En medio de este ambiente, el Instituto Chileno-Francés de Cultura, gracias a la iniciativa de Jean Michel Solonte, Jefe del Servicio de Extensión Cultural de la Embajada de Francia en Chile, organizó en el año 1981 el Primer Festival Franco-Chileno de Videoarte.

Este festival, que exhibió obras audiovisuales de realizadores chilenos y franceses, se convirtió en un espacio de expresión y reflexión para periodistas, cineastas, documentalistas y artistas visuales, quienes, gracias a la protección del gobierno francés, expusieron obras de marcado carácter político.

El Festival Franco-Chileno de Videoarte, al enfrentar la estética de videastas nacionales y franceses -orientada esta última a búsquedas y experimentaciones formales que eran producto de "una manipulación electrónica en la mesa de edición" (Galaz e Ivelic, p. 15)- impulsó el desarrollo del videoarte en Chile, haciendo énfasis en las relaciones entre el soporte tecnológico representado por el video y los lenguajes artísticos.

Estos debates estéticos y teóricos tuvieron un espacio de privilegio en la quinta y sexta versiones del festival, en las que se discutió sobre el estatuto artístico del video frente al cine y las artes visuales, con intervenciones de Magali Meneses (1950), Jean Paul Fargier (1944), Néstor Olhagaray (1946) y Nelly Richard (1948), quien intervino en la sexta versión con el texto "Contra el pensamiento-teorema: una defensa del videoarte en Chile" (Constanza Jensen Heresi. Aproximaciones hacia el videoarte: Análisis sobre su génesis, desarrollo y consolidación en Chile (1973-1989). Tesis para optar al Grado de Licenciado en Artes con mención en Teoría e Historia del Arte. Universidad de Chile, Santiago, Abril, 2013, p. 42-43).

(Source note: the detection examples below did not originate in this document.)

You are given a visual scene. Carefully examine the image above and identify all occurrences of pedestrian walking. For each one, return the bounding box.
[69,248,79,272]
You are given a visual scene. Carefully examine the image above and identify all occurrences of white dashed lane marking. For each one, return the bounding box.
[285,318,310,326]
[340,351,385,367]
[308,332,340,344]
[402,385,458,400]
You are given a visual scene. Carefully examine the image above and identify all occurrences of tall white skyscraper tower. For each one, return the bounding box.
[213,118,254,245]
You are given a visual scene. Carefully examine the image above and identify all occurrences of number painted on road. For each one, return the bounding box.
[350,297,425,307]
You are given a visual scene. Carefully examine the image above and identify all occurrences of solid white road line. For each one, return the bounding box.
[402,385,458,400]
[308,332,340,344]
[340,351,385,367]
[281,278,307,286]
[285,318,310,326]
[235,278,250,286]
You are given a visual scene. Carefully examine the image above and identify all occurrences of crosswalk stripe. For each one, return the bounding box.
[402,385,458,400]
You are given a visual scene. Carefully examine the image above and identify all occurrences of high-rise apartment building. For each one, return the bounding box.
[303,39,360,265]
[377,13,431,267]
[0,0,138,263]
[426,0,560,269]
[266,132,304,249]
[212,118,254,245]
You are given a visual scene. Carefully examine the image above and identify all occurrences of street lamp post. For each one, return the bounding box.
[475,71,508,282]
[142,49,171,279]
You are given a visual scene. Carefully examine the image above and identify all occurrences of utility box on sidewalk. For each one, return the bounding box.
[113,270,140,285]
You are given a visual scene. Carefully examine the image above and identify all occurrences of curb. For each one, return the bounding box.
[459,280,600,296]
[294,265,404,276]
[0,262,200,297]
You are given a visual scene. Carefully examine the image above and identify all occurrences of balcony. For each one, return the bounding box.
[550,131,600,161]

Entre otras de las actividades desarrolladas durante las once ediciones del festival, en el año 1985, se creó la instancia de intercambio "Diarios de viaje", uno de los hitos más relevantes del encuentro pues permitió profundizar el diálogo entre videastas chilenos y franceses. A raíz de esta iniciativa se realizaron 36 viajes de intercambio, entre 1985 y 1997, que acompañaron "el desarrollo del Festival Franco-Chileno de Videoarte" (Gallet, Pascal Emmanuel. 12ª Bienal de artes mediales: hablar en lenguas. BAM, 2017, p. 43-44).

El Festival Franco-Chileno contó con la participación de diversos autores claves en la historia del video como Juan Downey (1940-1993), Eugenio Dittborn (1943), Lotty Rosenfeld (1943), Magali Meneses, Juan Enrique Forch y Francisco Fábrega. No restringido a Chile, en 1992 se expandió a Sudamérica con la creación del Festival Franco Latinoamericano de Videoarte, con base en Colombia e itinerancia por Argentina, Brasil y Uruguay.